If you elect to have a Flexible Spending Account (FSA) with your employer and don’t spend all the money in the year, the remaining balance is forfeited. That can be a real bite in the butt. That’s why it is important to plan your medical expenses carefully.  FSA plans allow you to lower your taxable income by claiming medical expenses and allows you to pay that amount throughout the year instead of a lump sum payment. For those of you with kids, this is definitely a great plan.

But, did you know that if you if you spend all your FSA money and get fired/laid off from your employer, you do not have to pay the difference? For example, let’s say you set up a FSA account for $2000 dollars for the year 2009. That equals to $167 a month out of your paycheck throughout the year. Now, in February you had LASIK surgery on your eyes for $2000, essentially spending all the money in your Flexible Spending Account. Then on March 1 you get the bad news your employer is letting you go. So far, you’ve only paid $400 of that $2000 FSA. Guess what? That’s $1400 free money! You are not responsible for having to pay that money back.

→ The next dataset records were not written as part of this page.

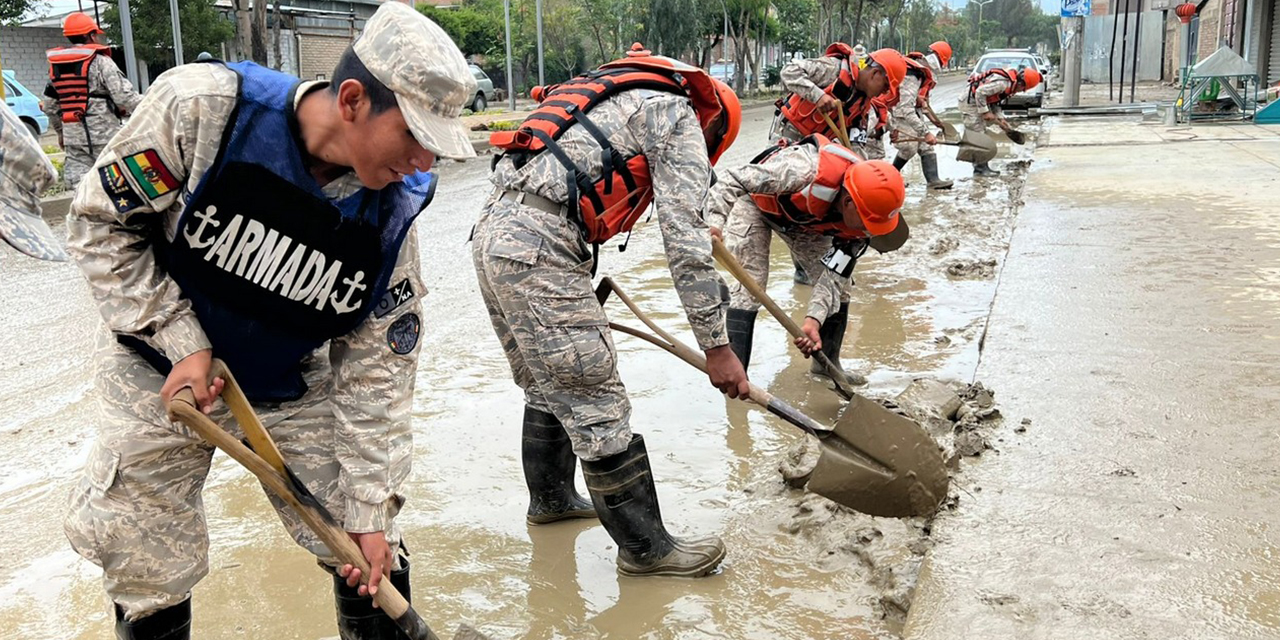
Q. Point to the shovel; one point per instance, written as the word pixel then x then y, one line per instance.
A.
pixel 757 292
pixel 264 460
pixel 973 146
pixel 869 462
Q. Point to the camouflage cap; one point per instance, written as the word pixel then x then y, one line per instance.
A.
pixel 24 174
pixel 419 62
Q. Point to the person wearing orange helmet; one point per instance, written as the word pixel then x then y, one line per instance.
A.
pixel 912 114
pixel 87 95
pixel 592 159
pixel 982 103
pixel 827 204
pixel 839 80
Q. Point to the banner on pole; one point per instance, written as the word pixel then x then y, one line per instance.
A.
pixel 1075 8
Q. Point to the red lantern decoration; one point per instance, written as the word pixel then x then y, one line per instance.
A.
pixel 1185 12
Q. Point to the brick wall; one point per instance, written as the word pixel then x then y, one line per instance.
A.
pixel 22 49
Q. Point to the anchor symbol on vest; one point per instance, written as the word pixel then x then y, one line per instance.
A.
pixel 205 219
pixel 353 284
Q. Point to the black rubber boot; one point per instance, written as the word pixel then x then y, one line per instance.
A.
pixel 740 324
pixel 929 165
pixel 800 277
pixel 549 462
pixel 832 333
pixel 357 618
pixel 622 485
pixel 984 170
pixel 168 624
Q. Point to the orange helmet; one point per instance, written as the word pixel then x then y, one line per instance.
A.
pixel 730 120
pixel 1029 77
pixel 80 24
pixel 894 65
pixel 878 192
pixel 944 51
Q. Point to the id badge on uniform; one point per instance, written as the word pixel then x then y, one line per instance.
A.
pixel 840 260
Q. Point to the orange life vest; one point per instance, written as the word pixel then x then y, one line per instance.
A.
pixel 804 114
pixel 812 209
pixel 68 73
pixel 917 67
pixel 612 204
pixel 978 78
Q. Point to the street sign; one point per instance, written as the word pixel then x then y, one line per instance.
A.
pixel 1075 8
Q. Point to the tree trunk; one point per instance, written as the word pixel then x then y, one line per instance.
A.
pixel 259 32
pixel 242 30
pixel 275 37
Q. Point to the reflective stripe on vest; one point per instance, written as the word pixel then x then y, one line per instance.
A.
pixel 810 210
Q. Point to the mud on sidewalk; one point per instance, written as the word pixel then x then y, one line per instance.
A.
pixel 946 277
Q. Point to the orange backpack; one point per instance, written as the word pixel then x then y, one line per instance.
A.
pixel 615 202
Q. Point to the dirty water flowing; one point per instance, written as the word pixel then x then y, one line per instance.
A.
pixel 791 571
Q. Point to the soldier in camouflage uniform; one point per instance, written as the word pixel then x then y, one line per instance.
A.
pixel 306 284
pixel 534 266
pixel 110 97
pixel 912 114
pixel 24 174
pixel 981 105
pixel 816 81
pixel 826 204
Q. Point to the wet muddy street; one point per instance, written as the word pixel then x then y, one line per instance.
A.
pixel 795 568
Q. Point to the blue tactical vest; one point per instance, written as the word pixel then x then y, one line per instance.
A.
pixel 272 266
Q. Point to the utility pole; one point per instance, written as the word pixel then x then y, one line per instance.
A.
pixel 511 80
pixel 131 62
pixel 981 4
pixel 177 33
pixel 538 4
pixel 1073 59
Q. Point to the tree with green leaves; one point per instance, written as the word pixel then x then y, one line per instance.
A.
pixel 13 9
pixel 202 28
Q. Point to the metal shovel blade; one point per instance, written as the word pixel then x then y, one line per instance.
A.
pixel 976 147
pixel 901 472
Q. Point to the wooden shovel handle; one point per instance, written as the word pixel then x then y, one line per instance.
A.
pixel 757 394
pixel 735 268
pixel 183 410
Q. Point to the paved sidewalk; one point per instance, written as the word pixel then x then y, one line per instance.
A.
pixel 1137 324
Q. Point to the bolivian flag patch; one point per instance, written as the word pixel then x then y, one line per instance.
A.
pixel 150 174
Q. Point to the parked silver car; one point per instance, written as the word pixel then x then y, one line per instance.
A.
pixel 484 91
pixel 1015 59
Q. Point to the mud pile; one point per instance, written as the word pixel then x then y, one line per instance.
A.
pixel 890 551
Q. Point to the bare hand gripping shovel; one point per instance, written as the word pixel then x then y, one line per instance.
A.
pixel 264 460
pixel 873 461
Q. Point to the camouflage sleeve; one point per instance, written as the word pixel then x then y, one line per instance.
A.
pixel 988 88
pixel 810 77
pixel 787 172
pixel 113 82
pixel 672 140
pixel 50 106
pixel 373 400
pixel 110 232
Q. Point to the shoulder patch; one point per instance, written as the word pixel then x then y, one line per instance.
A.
pixel 150 174
pixel 118 188
pixel 402 334
pixel 393 298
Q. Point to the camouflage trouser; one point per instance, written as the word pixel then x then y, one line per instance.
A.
pixel 972 114
pixel 80 159
pixel 748 237
pixel 137 511
pixel 910 124
pixel 535 277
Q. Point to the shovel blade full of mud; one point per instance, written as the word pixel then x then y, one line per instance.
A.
pixel 896 469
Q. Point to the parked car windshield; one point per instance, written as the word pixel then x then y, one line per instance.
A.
pixel 1006 60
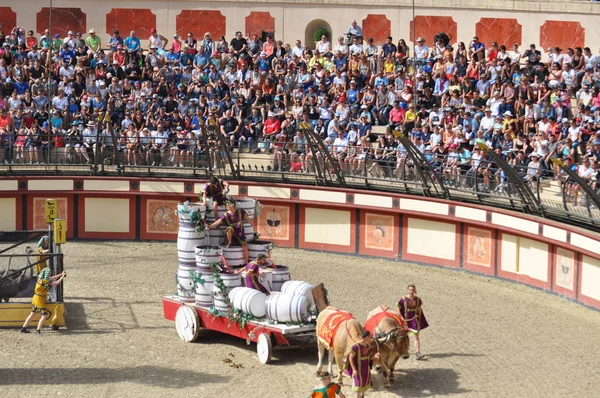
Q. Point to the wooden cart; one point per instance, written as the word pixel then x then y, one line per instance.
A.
pixel 190 318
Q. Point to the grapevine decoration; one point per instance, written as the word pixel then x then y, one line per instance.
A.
pixel 196 218
pixel 198 221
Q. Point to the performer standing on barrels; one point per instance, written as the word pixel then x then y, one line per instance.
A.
pixel 215 189
pixel 326 388
pixel 253 273
pixel 233 220
pixel 410 310
pixel 359 363
pixel 38 303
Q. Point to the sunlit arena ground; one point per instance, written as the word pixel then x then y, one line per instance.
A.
pixel 487 337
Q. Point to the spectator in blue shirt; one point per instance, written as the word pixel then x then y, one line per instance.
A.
pixel 171 57
pixel 21 86
pixel 477 49
pixel 132 42
pixel 67 55
pixel 114 41
pixel 341 62
pixel 186 59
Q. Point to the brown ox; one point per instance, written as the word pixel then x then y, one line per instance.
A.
pixel 391 335
pixel 337 331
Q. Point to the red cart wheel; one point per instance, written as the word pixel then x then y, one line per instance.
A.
pixel 187 323
pixel 264 348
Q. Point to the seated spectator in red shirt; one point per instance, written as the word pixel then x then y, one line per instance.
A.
pixel 272 126
pixel 396 115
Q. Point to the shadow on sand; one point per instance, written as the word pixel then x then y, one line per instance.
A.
pixel 147 375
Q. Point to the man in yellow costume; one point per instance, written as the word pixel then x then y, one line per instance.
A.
pixel 38 303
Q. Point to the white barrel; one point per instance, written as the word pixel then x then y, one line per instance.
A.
pixel 207 255
pixel 248 300
pixel 299 288
pixel 230 281
pixel 249 232
pixel 248 204
pixel 234 255
pixel 184 209
pixel 187 240
pixel 185 284
pixel 203 295
pixel 258 247
pixel 210 214
pixel 216 237
pixel 280 275
pixel 283 307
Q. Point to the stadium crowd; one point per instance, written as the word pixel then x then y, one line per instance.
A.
pixel 163 101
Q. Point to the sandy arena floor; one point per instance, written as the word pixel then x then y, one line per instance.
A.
pixel 487 337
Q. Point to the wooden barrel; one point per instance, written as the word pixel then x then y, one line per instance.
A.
pixel 207 255
pixel 230 281
pixel 283 307
pixel 186 208
pixel 299 288
pixel 234 255
pixel 185 284
pixel 249 232
pixel 280 275
pixel 248 300
pixel 215 237
pixel 248 205
pixel 203 295
pixel 210 214
pixel 187 240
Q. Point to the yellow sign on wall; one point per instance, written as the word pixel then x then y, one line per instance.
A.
pixel 60 231
pixel 51 210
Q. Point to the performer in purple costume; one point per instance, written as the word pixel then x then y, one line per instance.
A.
pixel 215 189
pixel 252 273
pixel 358 365
pixel 233 220
pixel 410 310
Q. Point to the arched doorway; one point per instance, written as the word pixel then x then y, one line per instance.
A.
pixel 310 30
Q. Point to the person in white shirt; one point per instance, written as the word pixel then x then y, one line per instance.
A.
pixel 60 102
pixel 323 45
pixel 356 47
pixel 340 47
pixel 354 29
pixel 590 59
pixel 515 54
pixel 340 147
pixel 421 50
pixel 494 103
pixel 487 121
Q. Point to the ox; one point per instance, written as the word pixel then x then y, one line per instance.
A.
pixel 337 331
pixel 391 336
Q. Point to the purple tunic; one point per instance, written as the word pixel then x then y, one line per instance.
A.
pixel 362 363
pixel 252 280
pixel 235 221
pixel 409 311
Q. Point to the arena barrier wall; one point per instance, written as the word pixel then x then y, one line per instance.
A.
pixel 553 257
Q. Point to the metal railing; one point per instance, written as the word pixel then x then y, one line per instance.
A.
pixel 491 182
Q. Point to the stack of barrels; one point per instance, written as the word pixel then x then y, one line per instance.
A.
pixel 198 252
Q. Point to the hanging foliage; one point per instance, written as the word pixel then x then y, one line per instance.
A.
pixel 235 315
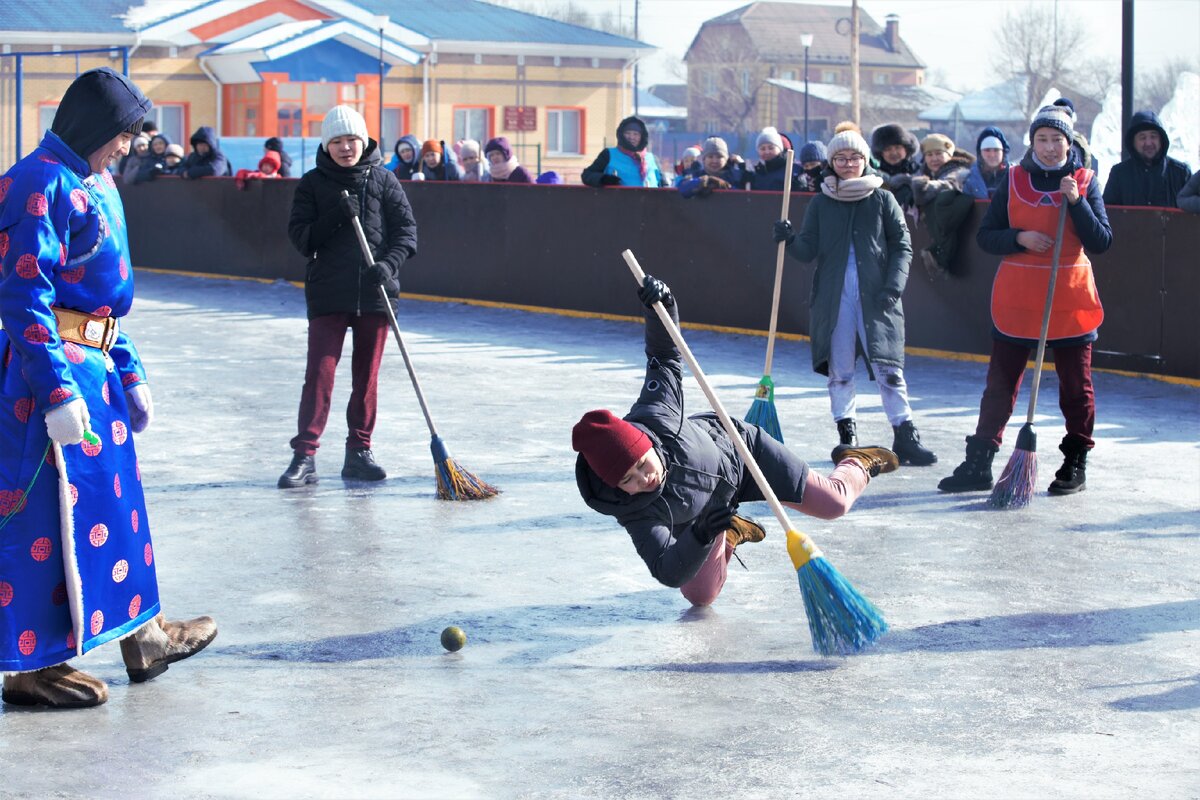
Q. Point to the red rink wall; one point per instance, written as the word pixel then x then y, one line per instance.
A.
pixel 559 247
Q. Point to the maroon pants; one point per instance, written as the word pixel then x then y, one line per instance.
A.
pixel 1077 397
pixel 325 337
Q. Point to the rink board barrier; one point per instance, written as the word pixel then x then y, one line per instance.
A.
pixel 559 247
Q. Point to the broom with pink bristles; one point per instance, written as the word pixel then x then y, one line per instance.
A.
pixel 1014 489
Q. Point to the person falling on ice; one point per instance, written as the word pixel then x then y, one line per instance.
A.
pixel 675 481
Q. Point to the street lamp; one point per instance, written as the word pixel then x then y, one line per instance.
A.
pixel 807 41
pixel 381 22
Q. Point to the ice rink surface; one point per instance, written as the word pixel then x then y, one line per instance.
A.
pixel 1051 651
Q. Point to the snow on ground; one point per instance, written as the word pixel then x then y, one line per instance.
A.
pixel 1043 653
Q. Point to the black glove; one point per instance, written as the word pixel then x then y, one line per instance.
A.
pixel 784 232
pixel 349 206
pixel 654 290
pixel 712 523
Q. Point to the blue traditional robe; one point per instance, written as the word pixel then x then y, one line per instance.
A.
pixel 76 559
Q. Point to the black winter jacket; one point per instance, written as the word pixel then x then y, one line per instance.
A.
pixel 334 277
pixel 703 469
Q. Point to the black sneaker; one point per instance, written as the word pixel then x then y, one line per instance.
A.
pixel 301 471
pixel 360 465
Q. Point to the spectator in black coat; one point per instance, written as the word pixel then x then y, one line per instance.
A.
pixel 205 158
pixel 1149 176
pixel 341 290
pixel 276 145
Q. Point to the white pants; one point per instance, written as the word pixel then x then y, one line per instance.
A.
pixel 893 390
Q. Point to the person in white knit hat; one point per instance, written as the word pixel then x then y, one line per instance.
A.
pixel 341 290
pixel 856 232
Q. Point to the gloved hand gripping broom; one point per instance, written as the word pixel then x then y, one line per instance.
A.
pixel 1014 489
pixel 454 481
pixel 840 619
pixel 762 411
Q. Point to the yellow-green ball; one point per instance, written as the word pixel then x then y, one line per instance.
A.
pixel 453 638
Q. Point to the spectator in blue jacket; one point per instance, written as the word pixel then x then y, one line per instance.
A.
pixel 990 166
pixel 1149 176
pixel 717 170
pixel 205 158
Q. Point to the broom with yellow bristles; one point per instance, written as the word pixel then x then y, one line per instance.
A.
pixel 762 411
pixel 840 619
pixel 454 481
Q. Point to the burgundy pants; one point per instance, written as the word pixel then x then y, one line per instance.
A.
pixel 325 337
pixel 1077 398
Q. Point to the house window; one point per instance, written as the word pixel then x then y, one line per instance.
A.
pixel 395 125
pixel 564 131
pixel 473 122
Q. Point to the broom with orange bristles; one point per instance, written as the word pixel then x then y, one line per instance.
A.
pixel 1014 489
pixel 840 619
pixel 454 481
pixel 762 411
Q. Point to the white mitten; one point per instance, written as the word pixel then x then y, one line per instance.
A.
pixel 67 422
pixel 141 407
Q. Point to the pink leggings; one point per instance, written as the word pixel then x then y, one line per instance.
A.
pixel 825 498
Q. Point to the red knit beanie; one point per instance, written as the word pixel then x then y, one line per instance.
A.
pixel 609 444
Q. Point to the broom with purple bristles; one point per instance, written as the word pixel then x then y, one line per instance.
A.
pixel 1014 489
pixel 454 481
pixel 840 619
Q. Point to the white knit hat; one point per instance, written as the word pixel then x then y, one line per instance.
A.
pixel 342 120
pixel 849 140
pixel 772 136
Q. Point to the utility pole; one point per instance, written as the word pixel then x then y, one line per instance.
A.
pixel 855 110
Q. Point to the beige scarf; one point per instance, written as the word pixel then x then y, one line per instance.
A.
pixel 852 190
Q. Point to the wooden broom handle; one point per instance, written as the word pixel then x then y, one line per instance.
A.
pixel 726 422
pixel 779 265
pixel 1045 313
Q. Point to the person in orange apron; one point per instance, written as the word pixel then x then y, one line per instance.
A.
pixel 1020 226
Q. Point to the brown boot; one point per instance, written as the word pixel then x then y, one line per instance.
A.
pixel 160 643
pixel 59 687
pixel 871 458
pixel 744 530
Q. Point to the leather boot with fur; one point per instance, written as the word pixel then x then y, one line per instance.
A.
pixel 873 458
pixel 744 530
pixel 847 435
pixel 1072 476
pixel 301 471
pixel 360 465
pixel 975 473
pixel 59 687
pixel 160 643
pixel 906 444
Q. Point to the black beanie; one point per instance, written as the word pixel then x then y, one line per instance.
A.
pixel 96 107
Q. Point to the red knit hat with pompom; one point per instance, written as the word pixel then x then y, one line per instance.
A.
pixel 609 444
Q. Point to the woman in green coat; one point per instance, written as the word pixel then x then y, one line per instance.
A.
pixel 856 222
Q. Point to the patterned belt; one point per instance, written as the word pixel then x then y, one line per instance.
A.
pixel 87 329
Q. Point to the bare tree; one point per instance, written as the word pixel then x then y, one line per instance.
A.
pixel 1037 52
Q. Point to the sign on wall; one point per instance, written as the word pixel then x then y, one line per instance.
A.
pixel 520 118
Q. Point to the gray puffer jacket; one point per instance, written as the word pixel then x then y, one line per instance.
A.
pixel 882 253
pixel 702 469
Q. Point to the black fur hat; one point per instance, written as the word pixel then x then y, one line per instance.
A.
pixel 886 136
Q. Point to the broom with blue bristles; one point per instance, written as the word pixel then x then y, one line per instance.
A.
pixel 454 481
pixel 762 411
pixel 840 619
pixel 1014 489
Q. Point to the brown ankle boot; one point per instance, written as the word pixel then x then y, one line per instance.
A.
pixel 871 458
pixel 160 643
pixel 59 687
pixel 744 530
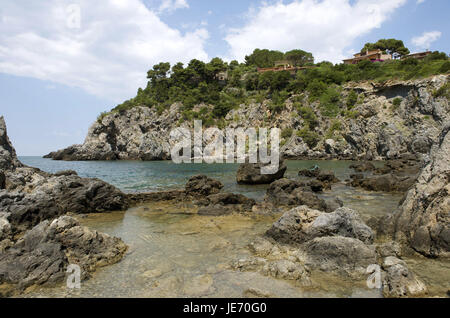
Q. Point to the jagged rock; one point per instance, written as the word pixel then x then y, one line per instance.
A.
pixel 2 180
pixel 54 196
pixel 141 133
pixel 45 251
pixel 423 221
pixel 362 166
pixel 385 183
pixel 288 192
pixel 338 254
pixel 302 224
pixel 327 178
pixel 399 281
pixel 202 185
pixel 250 173
pixel 225 203
pixel 310 173
pixel 5 226
pixel 8 157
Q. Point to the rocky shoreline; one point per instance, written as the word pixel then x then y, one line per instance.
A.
pixel 376 128
pixel 39 238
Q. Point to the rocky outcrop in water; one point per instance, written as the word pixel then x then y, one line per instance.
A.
pixel 303 224
pixel 44 253
pixel 287 192
pixel 250 173
pixel 423 221
pixel 304 240
pixel 37 243
pixel 376 128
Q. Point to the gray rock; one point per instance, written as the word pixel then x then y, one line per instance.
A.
pixel 225 203
pixel 286 192
pixel 302 224
pixel 337 254
pixel 43 254
pixel 8 157
pixel 201 185
pixel 423 221
pixel 399 281
pixel 250 173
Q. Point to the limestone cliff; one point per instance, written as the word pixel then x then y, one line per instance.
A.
pixel 389 120
pixel 424 217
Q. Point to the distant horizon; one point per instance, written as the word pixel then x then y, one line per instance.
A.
pixel 60 68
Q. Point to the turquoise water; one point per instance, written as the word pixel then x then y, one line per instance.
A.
pixel 136 176
pixel 176 253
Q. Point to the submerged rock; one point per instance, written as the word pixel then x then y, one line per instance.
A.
pixel 43 254
pixel 338 254
pixel 202 185
pixel 8 157
pixel 423 221
pixel 399 281
pixel 385 183
pixel 225 203
pixel 302 224
pixel 250 173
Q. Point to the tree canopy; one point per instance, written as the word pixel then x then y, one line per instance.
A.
pixel 391 46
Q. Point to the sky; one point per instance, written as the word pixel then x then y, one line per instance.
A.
pixel 63 62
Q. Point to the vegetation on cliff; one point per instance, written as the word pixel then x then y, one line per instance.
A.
pixel 223 86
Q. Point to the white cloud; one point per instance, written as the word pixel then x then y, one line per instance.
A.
pixel 425 40
pixel 109 55
pixel 172 5
pixel 325 28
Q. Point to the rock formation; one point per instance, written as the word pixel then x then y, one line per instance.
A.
pixel 377 129
pixel 37 243
pixel 250 173
pixel 423 221
pixel 43 254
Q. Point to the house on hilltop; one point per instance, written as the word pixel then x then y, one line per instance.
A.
pixel 419 56
pixel 283 65
pixel 374 56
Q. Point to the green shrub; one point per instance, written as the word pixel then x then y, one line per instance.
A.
pixel 329 102
pixel 396 102
pixel 443 91
pixel 445 67
pixel 286 133
pixel 352 98
pixel 311 138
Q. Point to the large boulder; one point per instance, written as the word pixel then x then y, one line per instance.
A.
pixel 423 221
pixel 201 185
pixel 338 254
pixel 250 173
pixel 287 192
pixel 302 224
pixel 225 203
pixel 8 157
pixel 43 254
pixel 384 183
pixel 53 196
pixel 399 281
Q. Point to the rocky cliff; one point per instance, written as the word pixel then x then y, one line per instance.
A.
pixel 389 120
pixel 37 241
pixel 424 218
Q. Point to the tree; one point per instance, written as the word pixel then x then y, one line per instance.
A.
pixel 299 57
pixel 391 46
pixel 263 58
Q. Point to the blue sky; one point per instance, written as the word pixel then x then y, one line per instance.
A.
pixel 63 62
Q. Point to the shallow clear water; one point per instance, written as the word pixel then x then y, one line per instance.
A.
pixel 176 253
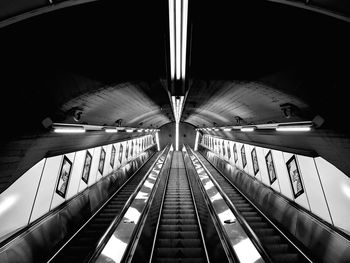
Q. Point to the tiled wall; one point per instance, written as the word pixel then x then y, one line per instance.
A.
pixel 35 192
pixel 323 189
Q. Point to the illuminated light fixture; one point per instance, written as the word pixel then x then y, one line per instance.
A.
pixel 178 16
pixel 110 130
pixel 293 128
pixel 157 141
pixel 69 129
pixel 176 136
pixel 177 103
pixel 248 129
pixel 196 141
pixel 172 38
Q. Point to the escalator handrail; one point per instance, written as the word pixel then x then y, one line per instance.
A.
pixel 195 207
pixel 102 206
pixel 231 254
pixel 137 232
pixel 256 241
pixel 274 225
pixel 160 212
pixel 110 230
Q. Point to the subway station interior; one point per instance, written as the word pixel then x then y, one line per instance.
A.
pixel 174 131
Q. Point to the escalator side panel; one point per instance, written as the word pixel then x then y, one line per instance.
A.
pixel 215 249
pixel 320 241
pixel 44 236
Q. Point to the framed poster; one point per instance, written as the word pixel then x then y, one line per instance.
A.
pixel 270 167
pixel 127 150
pixel 244 158
pixel 120 157
pixel 63 178
pixel 255 161
pixel 294 176
pixel 228 151
pixel 86 168
pixel 235 154
pixel 102 161
pixel 112 156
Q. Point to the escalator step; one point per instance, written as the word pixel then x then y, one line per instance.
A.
pixel 179 243
pixel 179 252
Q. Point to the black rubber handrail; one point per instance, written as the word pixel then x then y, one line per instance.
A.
pixel 249 231
pixel 27 229
pixel 109 232
pixel 274 225
pixel 136 235
pixel 231 254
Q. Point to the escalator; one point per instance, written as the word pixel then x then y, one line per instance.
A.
pixel 179 237
pixel 274 242
pixel 83 244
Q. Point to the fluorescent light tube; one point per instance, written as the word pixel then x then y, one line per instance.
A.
pixel 111 130
pixel 72 129
pixel 172 38
pixel 247 129
pixel 178 37
pixel 184 37
pixel 293 128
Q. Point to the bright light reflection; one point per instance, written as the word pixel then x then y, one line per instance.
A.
pixel 132 214
pixel 148 184
pixel 216 197
pixel 110 250
pixel 346 190
pixel 208 185
pixel 293 129
pixel 246 251
pixel 7 203
pixel 184 38
pixel 69 130
pixel 178 37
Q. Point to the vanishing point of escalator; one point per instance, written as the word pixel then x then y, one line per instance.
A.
pixel 276 245
pixel 178 238
pixel 83 244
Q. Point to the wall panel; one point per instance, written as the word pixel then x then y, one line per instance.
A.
pixel 16 202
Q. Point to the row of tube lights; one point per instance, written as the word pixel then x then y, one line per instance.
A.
pixel 82 129
pixel 178 16
pixel 281 127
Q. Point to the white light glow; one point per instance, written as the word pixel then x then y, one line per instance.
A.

If you are contributing to a Flexible Spending Account (FSA) and are worried about losing your job, get out there and spend that account money now. Don’t put off a surgery or getting presciption glasses any longer. Take advantage of a system that takes advantage of you (if you don’t spend). If you were just laid off, you usually have 30 days (sometimes up to 45) to make insurance claims. The bad news is that after you’ve been let go, you can only benefit up to the limit of what you’ve paid into the FSA.